Friedrich SchillerFriedrich Schiller

Friedrich Schiller an Johann Kaspar und Elisabeth Schiller. 

Jena den 13. May [Donnerstag] 1790.

Die Besserung meiner liebsten Mutter war mir eine unaussprechlich freudige Nachricht, und um so mehr, da ich sie kaum mehr hoffte. Auch meine liebe Lotte theilt mit mir aufs innigste diese Freude, und wir beyde hoffen nun mehr als je, daß unser herzlicher Wunsch in Erfüllung gehen und daß wir unsre liebsten Eltern beide gesund und glücklich von Angesicht zu Angesicht sehen werden. Im nächsten Jahre hoffe ich es gewiß, und nichts soll uns davon abhalten. 

In der That ist uns die Gesundheit der liebsten Mama ein wahres u. ein ganz unverhofftes Geschenk des Himmels, für das wir ihm nie nie genug danken können. Ich hoffe nun auch sehr viel Gutes für den Bestand; da sie sich aus einer so schlimmen Crise herausgerungen hat und ihre Kräfte nicht unterlagen, so wird sie das übrige leichter überstehen. Es würde jetzt gut seyn glaube ich, ihre erschöpften Kräfte durch eine sorgfältige gute Diät zu ersetzen, und dabey immer ein Infusum von China mit Wein zu gebrauchen. Vielleicht wirkt auch eine stärkende Kräuterkur, wenn sie im Stande ist, sie zu ertragen. 

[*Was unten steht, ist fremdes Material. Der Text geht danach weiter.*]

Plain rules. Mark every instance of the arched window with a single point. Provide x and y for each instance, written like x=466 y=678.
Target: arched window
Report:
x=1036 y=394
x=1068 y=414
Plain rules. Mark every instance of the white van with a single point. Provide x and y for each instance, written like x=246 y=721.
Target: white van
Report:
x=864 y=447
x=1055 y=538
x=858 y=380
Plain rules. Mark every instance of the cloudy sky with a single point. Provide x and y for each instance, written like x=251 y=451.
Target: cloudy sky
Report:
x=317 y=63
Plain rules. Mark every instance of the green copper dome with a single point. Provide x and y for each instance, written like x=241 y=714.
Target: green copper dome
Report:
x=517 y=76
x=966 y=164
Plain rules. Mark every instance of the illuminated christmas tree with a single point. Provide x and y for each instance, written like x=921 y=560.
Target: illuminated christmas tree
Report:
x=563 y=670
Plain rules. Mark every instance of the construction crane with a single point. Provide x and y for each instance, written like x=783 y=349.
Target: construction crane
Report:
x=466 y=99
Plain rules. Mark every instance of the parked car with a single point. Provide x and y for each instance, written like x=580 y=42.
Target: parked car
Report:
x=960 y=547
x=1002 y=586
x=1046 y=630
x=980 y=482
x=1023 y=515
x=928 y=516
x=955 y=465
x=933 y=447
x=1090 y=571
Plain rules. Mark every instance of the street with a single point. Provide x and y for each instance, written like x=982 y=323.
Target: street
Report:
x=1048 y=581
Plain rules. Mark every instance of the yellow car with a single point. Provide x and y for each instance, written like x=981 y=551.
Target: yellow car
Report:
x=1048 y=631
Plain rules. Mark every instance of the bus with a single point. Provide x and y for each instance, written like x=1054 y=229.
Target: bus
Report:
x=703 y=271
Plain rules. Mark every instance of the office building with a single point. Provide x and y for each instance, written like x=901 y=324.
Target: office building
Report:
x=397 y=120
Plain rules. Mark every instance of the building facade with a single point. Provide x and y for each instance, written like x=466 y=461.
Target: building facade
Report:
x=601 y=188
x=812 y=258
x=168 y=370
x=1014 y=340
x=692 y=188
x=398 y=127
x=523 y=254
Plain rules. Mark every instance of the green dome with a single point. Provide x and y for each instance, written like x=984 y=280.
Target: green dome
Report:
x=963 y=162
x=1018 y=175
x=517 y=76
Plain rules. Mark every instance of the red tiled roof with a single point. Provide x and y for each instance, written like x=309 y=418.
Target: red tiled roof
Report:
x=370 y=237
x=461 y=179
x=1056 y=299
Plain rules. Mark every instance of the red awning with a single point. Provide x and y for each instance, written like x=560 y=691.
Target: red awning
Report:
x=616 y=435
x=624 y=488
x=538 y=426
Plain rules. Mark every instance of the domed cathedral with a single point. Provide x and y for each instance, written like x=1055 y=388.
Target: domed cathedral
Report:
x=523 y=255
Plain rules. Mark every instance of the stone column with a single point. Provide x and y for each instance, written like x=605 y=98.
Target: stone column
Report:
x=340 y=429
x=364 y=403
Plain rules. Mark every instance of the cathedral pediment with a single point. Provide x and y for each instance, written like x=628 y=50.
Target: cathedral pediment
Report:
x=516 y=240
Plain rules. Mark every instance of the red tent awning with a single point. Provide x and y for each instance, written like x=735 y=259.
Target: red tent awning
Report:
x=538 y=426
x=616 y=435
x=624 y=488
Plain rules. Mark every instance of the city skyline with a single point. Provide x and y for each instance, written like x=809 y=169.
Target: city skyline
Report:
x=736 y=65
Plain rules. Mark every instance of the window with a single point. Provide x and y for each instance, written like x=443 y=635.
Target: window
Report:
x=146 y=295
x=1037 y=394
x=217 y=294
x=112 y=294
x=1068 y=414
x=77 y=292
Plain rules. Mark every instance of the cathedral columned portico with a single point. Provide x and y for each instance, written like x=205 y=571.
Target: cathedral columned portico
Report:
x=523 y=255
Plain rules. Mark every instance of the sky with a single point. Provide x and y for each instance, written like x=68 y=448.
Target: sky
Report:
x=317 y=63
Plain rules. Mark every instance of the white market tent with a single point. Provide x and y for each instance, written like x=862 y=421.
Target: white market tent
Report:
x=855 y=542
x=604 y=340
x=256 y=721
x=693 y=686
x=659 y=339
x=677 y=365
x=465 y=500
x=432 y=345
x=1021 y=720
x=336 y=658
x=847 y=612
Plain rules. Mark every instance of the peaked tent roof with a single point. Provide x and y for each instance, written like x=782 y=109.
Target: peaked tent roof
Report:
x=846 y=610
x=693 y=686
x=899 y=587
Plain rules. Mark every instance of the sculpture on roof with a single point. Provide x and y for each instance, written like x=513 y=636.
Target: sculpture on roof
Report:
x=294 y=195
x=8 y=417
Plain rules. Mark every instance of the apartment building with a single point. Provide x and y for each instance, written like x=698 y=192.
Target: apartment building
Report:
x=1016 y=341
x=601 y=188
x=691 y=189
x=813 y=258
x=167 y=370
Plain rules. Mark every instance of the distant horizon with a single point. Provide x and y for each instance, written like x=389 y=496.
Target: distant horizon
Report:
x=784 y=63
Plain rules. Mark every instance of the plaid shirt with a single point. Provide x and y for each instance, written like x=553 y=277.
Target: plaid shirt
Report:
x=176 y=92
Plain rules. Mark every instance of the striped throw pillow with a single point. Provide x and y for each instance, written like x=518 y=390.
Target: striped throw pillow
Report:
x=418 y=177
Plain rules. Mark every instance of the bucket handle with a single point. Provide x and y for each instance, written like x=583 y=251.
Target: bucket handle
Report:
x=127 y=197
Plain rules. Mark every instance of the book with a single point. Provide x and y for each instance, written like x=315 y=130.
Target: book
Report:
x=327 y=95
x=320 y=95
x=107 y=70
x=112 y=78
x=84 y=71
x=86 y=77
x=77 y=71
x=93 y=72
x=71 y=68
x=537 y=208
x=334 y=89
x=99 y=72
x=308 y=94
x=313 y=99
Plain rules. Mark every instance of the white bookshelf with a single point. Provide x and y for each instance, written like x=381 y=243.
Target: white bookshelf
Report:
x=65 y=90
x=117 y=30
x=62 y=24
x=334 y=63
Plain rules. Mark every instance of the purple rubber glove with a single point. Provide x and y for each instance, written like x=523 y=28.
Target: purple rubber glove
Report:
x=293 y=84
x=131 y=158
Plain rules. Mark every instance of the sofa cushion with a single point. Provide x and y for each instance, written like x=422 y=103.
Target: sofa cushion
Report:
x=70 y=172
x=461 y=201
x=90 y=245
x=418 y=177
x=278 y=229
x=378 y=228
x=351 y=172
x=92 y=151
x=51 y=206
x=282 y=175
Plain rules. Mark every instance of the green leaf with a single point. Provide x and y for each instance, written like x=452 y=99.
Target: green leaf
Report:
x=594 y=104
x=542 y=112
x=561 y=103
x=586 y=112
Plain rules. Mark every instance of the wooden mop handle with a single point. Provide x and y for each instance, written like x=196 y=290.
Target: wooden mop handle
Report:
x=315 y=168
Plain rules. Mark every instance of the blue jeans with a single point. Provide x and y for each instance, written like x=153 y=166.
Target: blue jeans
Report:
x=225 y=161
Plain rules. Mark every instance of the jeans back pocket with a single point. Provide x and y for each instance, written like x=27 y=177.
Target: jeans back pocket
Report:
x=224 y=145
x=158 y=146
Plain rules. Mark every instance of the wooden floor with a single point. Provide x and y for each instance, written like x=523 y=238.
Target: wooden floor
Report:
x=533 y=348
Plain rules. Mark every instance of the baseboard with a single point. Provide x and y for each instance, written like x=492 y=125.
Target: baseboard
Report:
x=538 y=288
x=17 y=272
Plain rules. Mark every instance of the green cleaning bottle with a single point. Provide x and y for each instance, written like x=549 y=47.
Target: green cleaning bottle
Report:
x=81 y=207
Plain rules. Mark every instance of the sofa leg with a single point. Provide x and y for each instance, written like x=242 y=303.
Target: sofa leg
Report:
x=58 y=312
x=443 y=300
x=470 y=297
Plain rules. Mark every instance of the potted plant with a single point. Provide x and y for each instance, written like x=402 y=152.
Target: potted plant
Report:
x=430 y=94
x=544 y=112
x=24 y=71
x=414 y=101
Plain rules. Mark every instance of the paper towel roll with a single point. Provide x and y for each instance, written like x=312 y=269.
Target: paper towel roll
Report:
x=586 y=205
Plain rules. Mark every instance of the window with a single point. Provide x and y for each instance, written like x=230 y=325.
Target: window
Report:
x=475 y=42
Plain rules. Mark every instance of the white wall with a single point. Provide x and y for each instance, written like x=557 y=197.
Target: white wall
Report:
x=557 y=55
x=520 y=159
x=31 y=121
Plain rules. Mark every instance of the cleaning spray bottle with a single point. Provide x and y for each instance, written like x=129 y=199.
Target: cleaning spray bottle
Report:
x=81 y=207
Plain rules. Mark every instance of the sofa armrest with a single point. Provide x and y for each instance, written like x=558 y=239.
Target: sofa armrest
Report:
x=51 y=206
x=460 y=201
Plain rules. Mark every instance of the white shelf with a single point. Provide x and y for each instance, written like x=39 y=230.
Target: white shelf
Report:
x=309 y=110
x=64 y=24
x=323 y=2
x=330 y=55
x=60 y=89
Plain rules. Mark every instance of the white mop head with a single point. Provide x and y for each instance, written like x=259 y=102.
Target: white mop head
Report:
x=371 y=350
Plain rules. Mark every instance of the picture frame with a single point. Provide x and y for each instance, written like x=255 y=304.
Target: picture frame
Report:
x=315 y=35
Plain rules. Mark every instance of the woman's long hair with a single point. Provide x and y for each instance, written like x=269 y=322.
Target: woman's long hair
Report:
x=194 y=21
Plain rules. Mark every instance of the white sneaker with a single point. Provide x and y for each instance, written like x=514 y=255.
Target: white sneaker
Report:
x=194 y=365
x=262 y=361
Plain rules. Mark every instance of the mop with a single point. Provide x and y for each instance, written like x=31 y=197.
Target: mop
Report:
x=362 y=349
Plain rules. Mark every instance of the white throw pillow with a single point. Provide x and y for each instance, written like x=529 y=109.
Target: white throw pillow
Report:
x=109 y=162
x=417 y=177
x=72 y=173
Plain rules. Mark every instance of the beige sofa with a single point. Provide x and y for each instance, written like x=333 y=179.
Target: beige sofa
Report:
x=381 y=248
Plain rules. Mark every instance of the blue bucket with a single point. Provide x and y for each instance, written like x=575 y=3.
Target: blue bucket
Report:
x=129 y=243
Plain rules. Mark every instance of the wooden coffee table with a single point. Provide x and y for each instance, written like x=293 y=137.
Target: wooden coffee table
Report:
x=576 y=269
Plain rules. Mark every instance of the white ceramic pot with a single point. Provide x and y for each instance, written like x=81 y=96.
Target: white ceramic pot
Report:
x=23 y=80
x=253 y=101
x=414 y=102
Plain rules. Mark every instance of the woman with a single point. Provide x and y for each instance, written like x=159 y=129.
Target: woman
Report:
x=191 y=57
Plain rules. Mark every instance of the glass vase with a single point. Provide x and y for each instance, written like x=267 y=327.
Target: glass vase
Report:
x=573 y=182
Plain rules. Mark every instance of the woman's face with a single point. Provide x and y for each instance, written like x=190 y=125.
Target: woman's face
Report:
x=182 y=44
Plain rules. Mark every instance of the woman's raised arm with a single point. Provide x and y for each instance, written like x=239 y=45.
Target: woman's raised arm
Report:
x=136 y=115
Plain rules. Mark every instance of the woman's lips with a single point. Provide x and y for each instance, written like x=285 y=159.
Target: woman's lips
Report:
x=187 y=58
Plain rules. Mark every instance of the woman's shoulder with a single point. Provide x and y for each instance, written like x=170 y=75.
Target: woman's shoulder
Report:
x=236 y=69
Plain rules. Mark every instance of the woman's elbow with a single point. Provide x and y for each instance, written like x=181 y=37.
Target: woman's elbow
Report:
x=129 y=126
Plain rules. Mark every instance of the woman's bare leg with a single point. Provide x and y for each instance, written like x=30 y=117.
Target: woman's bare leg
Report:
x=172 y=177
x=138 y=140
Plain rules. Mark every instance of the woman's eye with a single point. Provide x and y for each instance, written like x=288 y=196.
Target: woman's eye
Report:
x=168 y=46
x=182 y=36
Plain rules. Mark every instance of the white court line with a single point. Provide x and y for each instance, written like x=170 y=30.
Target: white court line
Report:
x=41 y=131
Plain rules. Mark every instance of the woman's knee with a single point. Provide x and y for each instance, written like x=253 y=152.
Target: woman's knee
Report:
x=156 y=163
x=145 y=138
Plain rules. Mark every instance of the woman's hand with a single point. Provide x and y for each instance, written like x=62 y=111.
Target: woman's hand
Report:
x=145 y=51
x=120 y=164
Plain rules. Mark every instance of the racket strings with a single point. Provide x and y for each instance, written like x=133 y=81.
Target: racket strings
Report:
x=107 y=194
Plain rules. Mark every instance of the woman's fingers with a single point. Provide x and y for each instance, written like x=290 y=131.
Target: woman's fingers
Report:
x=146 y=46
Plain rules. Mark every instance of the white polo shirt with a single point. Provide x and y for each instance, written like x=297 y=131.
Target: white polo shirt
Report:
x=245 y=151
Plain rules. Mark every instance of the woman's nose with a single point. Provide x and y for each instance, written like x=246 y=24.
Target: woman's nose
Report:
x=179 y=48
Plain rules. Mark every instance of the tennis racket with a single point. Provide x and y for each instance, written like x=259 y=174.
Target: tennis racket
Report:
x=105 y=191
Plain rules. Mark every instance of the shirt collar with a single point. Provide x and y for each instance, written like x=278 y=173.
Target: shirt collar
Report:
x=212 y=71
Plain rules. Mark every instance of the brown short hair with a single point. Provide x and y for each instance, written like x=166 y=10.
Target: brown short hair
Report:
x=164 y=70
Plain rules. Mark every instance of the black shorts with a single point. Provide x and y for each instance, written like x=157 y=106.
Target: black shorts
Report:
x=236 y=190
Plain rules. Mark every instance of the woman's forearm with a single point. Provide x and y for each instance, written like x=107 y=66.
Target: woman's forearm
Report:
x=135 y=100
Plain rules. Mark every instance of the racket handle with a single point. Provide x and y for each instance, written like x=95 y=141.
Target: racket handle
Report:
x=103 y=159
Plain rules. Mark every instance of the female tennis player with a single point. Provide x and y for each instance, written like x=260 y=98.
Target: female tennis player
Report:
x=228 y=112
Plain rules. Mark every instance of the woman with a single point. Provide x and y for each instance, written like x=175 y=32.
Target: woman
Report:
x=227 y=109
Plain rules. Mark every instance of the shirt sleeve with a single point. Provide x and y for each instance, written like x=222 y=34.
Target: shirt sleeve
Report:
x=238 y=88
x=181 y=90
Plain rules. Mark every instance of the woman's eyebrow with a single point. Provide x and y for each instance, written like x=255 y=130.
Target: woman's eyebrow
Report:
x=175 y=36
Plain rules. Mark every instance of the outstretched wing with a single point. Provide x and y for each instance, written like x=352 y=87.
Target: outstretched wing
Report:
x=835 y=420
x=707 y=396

Wie gerne liebste theuerste Eltern, folgte ich diesem Briefe, Sie jetzt mit kindlicher Freude und Liebe zu umarmen. Daß ich es nicht kann, fällt mir heute um so schmerzlicher auf, da mein Freund, der Professor Paulus diesen Nachmittag nach s. Geburtsort abgereist ist. Sein Vater liegt ohne Hofnung darnieder und will seine Sohn noch einmal sehen. Heute erhielt er den Brief und reiste auch sogleich ab. Wenn es ihm irgend nur möglich ist, so wird er Sie auf der Solitude besuchen und Ihnen Nachrichten von mir bringen, vorzüglich aber von den Gesundheits-Umständen meiner liebsten Mutter ein Augenzeuge seyn. 

Ist es ihm, der kurzen Zeit wegen nicht möglich, Sie auf der Solitude zu besuchen, so kommt wenigstens seine Frau nach Stuttgardt und dort können Sie oder doch eine meiner Schwestern mit ihnen zusammenkommen. Er wird Ihnen bald nach seiner Ankunft im Württembergischen nähere Nachrichten schreiben. Paulus ist unter den hiesigen Professoren mein vertrautester u. bester Freund, u. so bin ich auch der seinige. So haben wir auch bisher fast ganz abgesondert von den Meisten übrigen, zusammen gelebt. Sie werden also von ihm sehr viel erfahren, und ihn als den Freund Ihres Sohnes lieben. 

Wir beyde, meine Frau u. ich, befinden uns sehr wohl u. leben das glücklichste Leben. Ich habe zwar viel Arbeit, aber sie wird sehr versüßt durch ein schönes und ruhiges häusliches Leben. Meinen Brief, der von Rudolstadt geschrieben ist, haben Sie hoffentlich erhalten. 

Meine Disputation nebst dem übrigen habe ich richtig empfangen u. danke Ihnen sehr für die Besorgung. Meine Rede, wovon Sie schreiben, würde mir auch gar lieb seyn, wenn Sie sie durch Paulus mir schicken wollen. 

Ich umarme Sie mit herzlicher kindlicher Liebe. Tausend Segenswünsche für Ihre Gesundheit, tausend Grüße meinen lieben Schwestern. 

                                                                                   Ihr 
                                                                   gehorsamster Sohn 
                                                                                 Fritz.


Bemerkungen

1 Zu S. 75. Z. 12. Ein Brief Schillers an den Vater aus Rudolstadt d. h. aus dem April ist nicht bekannt. 
2 Zu Z. 14. ff. Der Vater hatte ihm auf seine Bitte seine Abhandlung über den Zusammenhang der thierischen und menschlichen Natur und seine Rede „Die Tugend in ihren Folgen betrachtet“ übersandt. Vergl. zu Nr. 499.